Optimal LINQ query to get a random sub collection - Shuffle
-
22-07-2019 - |
Question
Please suggest an easiest way to get a random shuffled collection of count 'n' from a collection having 'N' items. where n <= N
Solution
Another option is to use OrderBy and to sort on a GUID value, which you can do so using:
var result = sequence.OrderBy(elem => Guid.NewGuid());
I did some empirical tests to convince myself that the above actually generates a random distribution (which it appears to do).

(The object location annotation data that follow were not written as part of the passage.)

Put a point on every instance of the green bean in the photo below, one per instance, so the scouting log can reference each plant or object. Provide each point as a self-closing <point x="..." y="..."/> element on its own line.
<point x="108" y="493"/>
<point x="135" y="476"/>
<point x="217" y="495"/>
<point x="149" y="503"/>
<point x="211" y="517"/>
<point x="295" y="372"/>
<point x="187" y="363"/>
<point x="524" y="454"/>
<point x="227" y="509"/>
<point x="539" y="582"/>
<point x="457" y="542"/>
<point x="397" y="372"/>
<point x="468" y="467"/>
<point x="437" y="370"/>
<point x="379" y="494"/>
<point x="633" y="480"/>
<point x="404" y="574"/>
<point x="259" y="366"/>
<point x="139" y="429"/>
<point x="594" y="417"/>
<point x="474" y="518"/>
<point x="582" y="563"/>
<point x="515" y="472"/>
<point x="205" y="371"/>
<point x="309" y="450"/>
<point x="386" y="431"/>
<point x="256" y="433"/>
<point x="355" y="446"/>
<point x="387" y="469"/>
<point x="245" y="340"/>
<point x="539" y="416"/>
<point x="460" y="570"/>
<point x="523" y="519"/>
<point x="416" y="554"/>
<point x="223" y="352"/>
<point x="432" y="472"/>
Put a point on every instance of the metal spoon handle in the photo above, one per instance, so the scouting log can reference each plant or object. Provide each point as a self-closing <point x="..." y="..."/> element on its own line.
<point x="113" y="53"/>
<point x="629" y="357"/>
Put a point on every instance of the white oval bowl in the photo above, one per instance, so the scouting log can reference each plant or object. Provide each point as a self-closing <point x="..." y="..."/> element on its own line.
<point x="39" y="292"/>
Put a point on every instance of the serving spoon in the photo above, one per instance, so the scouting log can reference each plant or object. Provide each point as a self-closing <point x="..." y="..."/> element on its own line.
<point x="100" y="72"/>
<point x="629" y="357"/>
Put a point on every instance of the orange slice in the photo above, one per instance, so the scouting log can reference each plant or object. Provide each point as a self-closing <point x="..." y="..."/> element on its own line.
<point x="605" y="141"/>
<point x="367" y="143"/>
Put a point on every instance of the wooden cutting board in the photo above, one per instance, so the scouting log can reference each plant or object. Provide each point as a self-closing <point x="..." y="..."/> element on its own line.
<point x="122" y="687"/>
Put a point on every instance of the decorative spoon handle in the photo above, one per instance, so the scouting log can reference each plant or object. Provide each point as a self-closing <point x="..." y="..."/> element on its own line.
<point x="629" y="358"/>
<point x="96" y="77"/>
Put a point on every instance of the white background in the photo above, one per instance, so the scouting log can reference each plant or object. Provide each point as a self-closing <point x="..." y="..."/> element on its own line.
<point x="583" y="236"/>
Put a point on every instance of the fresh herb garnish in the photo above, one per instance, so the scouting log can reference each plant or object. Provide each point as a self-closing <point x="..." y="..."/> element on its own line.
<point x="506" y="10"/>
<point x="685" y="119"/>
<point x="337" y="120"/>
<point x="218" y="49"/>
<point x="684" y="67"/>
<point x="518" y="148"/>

You can see my results at Techniques for Randomly Reordering an Array.
OTHER TIPS
Further to mquander's answer and Dan Blanchard's comment, here's a LINQ-friendly extension method that performs a Fisher-Yates-Durstenfeld shuffle:
// take n random items from yourCollection
var randomItems = yourCollection.Shuffle().Take(n);
// ...
public static class EnumerableExtensions
{
public static IEnumerable<T> Shuffle<T>(this IEnumerable<T> source)
{
return source.Shuffle(new Random());
}
public static IEnumerable<T> Shuffle<T>(this IEnumerable<T> source, Random rng)
{
if (source == null) throw new ArgumentNullException("source");
if (rng == null) throw new ArgumentNullException("rng");
return source.ShuffleIterator(rng);
}
private static IEnumerable<T> ShuffleIterator<T>(
this IEnumerable<T> source, Random rng)
{
var buffer = source.ToList();
for (int i = 0; i < buffer.Count; i++)
{
int j = rng.Next(i, buffer.Count);
yield return buffer[j];
buffer[j] = buffer[i];
}
}
}
This has some issues with "random bias" and I am sure it's not optimal, this is another possibility:
var r = new Random();
l.OrderBy(x => r.NextDouble()).Take(n);
Shuffle the collection into a random order and take the first n
items from the result.
A bit less random, but efficient:
var rnd = new Random();
var toSkip = list.Count()-n;
if (toSkip > 0)
toSkip = rnd.Next(toSkip);
else
toSkip=0;
var randomlySelectedSequence = list.Skip(toSkip).Take(n);
I write this overrides method:
public static IEnumerable<T> Randomize<T>(this IEnumerable<T> items) where T : class
{
int max = items.Count();
var secuencia = Enumerable.Range(1, max).OrderBy(n => n * n * (new Random()).Next());
return ListOrder<T>(items, secuencia.ToArray());
}
private static IEnumerable<T> ListOrder<T>(IEnumerable<T> items, int[] secuencia) where T : class
{
List<T> newList = new List<T>();
int count = 0;
foreach (var seed in count > 0 ? secuencia.Skip(1) : secuencia.Skip(0))
{
newList.Add(items.ElementAt(seed - 1));
count++;
}
return newList.AsEnumerable<T>();
}
Then, I have my source list (all items)
var listSource = p.Session.QueryOver<Listado>(() => pl)
.Where(...);
Finally, I call "Randomize" and I get a random sub-collection of items, in my case, 5 items:
var SubCollection = Randomize(listSource.List()).Take(5).ToList();
Sorry for ugly code :-), but
var result =yourCollection.OrderBy(p => (p.GetHashCode().ToString() + Guid.NewGuid().ToString()).GetHashCode()).Take(n);